以上をまとめると、「ハルメク」の購読者数はピークアウトしたわけではなく、今後も年3~5万人くらいのペースで増えていきそう。2023年12月の購読者数は45~46万人程度になるのではないかと思う。

問題は業績になる。今期の業績予想は購読者の順調な増加を前提に立てているので、購読者が減った場合は大きな影響を受ける。今期は投資額を去年よりも積み増しているので、今の調子でいくと、今期業績は売上290億円、営業利益10億円くらいになるのではないかと思う。

・「ハルメク365」が軌道に乗るのはしばらく先
電子版「ハルメク365」を購読してみようと思い、概要を紹介するページを見ると、「ハルメク」の最新号が読めず、1年単位でしか購入ができないことがわかった。なぜこんなことをするのか。

編集長は「ハルメク365」を紙版と差別化するために動画版「ハルメク」を作ろうとしているという。しかし、この会社のコアコンテンツは間違いなく「ハルメク」になる。それ以外の散発的な動画にそれほど価値があるとは思えない。まずは「ハルメク」の最新刊をアップして、そこを起点に動画なりコンテンツなりを作っていくのが正攻法ではないかと思う。

年間契約については、編集長は「1年を通して関係を築くため」といっているが、月単位では関係を築けないのだろうか。いきなり年間で縛るのはかなり強引な印象を受ける。途中解約はできるが、その場合、なぜかコールセンターを通さないといけない。なぜネットで契約できて、ネットから解約できないのだろうか。これは今問題になっているダークパターンの一種ではないだろうか。ハルメクは顧客本位の運営をしているといっているが、少なくともこの点に関してはそうは見えない。

「ハルメク」では「片付け」や「断捨離」の特集が人気だという。「ハルメク」の読者が電子版の「ハルメク」に移行すれば片付けや断捨離の一助になる。また電子版では拡大表示をできるので視力の衰えたシニアは助かりそう。お金も節約できる。「ハルメク365」はまずは「ハルメク」の最新号をアップするところから始めた方がよさそう。

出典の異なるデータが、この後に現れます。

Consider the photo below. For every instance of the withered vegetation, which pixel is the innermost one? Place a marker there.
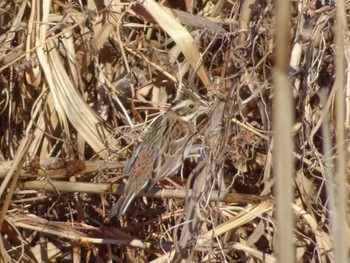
(80, 81)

編集長はセンスのある人なので、いずれは軌道修正するとは思うが、「ハルメク365」を開始して約1年たってこの状態なので、少し先を見通しにくいところがある。

・・紙版「ハルメク」を読んでみたら動画を紹介するページがあった。「ハルメク」と動画は一応リンクしていることがわかった。それとハルメクは「ハルメク」と「ハルメク365」で二重に料金を取ろうとしていることもわかった。この方法では短中期的に利益が増えるかもしれないが、「ハルメク365」単体で新規客の獲得は見込めない。ネット時代に適応するのが目的なら新規客獲得に照準を定めた方がよいのではないだろうか。

・サイトに怪しい広告を載せている
「ハルメク」の電子版を購読してみようと思い、手続きを進めていくと、「実績利回り7.0%の投資」を紹介する広告が出てきた。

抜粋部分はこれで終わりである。